[Scons-users] Reducing toposort time for Java builds
    Greg Ward 
    greg at gerg.ca
       
    Tue Jul 17 13:48:31 EDT 2012
    
    
  
On 13 July 2012, Greg Ward said:
> On 12 July 2012, Dirk Bächle said:
> > 
> > I started to write down the results of my own investigations for the
> > signature subsystem in SCons. Please find it attached and see if it
> > helps you in any way. It's neither complete , nor pretty ;).
> 
> Thank you! That was extremely helpful. I've almost got it working.
> Will post my code next week, when it is working.
Got it working. Thanks again for your help. I'll attach my code for
posterity. Moral of the story: it is a *lot* of work to write a custom
Node subclass. It's undocumented. Using the Memoizer module is
implicitly required, and forces ugly cut 'n paste programming. Yuck.
On the upside, a do-nothing build went from ~19-20 sec to ~4-5 sec,
just from reducing the number of nodes in my graph by ~15,000. (We have
~15,000 Java source files, but compile them in ~70 chunks. So really I
removed ~15,000 nodes and added ~70.)
       Greg
-------------- next part --------------
'''Provides FileSet, a Node class that lumps a bunch of files together.

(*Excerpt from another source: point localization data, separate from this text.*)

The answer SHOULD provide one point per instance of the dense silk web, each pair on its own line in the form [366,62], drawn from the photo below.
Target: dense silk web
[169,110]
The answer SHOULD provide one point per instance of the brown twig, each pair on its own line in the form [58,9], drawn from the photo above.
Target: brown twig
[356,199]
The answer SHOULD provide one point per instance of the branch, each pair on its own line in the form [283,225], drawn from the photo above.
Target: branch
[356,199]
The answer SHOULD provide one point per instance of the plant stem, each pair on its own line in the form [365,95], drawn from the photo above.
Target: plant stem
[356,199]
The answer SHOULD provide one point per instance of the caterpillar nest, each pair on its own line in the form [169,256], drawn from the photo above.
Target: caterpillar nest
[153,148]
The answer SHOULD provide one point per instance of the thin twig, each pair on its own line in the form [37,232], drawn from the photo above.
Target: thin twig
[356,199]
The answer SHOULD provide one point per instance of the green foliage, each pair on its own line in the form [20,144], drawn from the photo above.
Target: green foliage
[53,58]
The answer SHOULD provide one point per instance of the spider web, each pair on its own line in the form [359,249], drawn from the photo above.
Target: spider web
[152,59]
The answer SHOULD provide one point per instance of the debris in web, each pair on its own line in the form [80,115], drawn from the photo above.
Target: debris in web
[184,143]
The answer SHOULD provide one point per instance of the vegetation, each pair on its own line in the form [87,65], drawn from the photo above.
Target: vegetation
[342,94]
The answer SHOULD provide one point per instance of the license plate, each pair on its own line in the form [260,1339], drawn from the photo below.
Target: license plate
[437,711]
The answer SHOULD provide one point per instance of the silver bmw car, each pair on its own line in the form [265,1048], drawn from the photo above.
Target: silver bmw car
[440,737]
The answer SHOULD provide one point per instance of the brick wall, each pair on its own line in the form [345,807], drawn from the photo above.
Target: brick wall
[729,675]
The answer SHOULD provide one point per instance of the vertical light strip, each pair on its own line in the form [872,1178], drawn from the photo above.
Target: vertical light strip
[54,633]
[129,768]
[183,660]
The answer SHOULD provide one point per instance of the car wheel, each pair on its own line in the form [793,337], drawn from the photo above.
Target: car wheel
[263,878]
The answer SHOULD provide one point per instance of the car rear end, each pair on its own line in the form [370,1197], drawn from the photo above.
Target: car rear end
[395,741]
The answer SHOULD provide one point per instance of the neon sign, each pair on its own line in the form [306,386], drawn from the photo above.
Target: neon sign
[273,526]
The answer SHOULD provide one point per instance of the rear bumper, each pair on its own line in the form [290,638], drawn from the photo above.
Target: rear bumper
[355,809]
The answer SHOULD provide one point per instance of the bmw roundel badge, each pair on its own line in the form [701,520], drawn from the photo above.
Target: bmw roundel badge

Handy for treating collections of Java source as a unit, which makes SCons
run much faster (smaller dependency graph).'''
import os
import errno
import hashlib
from SCons import Errors, Warnings, Node, SConsign, Memoize
class FileSetNodeInfo(Node.NodeInfoBase):
    current_version_id = 1
    field_list = [
        'namesig',              # MD5 hash of the list of filenames
        'csig',                 # MD5 hash of the concatenated file contents
        ]
    def str_to_node(self, s):
        return FileSet._all[s]
class FileSetBuildInfo(Node.BuildInfoBase):
    current_version_id = 1
    # bogus: everything depends on BuildInfo subclasses providing these two
    # methods, but BuildInfo neither specifies that nor provides default
    # implementations
    def convert_to_sconsign(self):
        pass
    def convert_from_sconsign(self, dir, name):
        pass
class FileSet(Node.Node):
    '''A node representing a collection of files, which are treated as one
    for purposes of dependency tracking. This is *not* a composite of File
    nodes: that would defeat the whole purpose of this class, which is to
    reduce the number of nodes in SCons' graph, thereby improving toposort
    performance.'''
    _all = {}                   # map name to FileSet
    memoizer_counters = []
    NodeInfo = FileSetNodeInfo
    BuildInfo = FileSetBuildInfo
    def __init__(self, fs, name, filenames):
        super(FileSet, self).__init__()
        self.fs = fs
        self.name = name
        # chop the top dir off each filename, so we go from absolute
        # filenames to top-relative (makes compiler errors nicer)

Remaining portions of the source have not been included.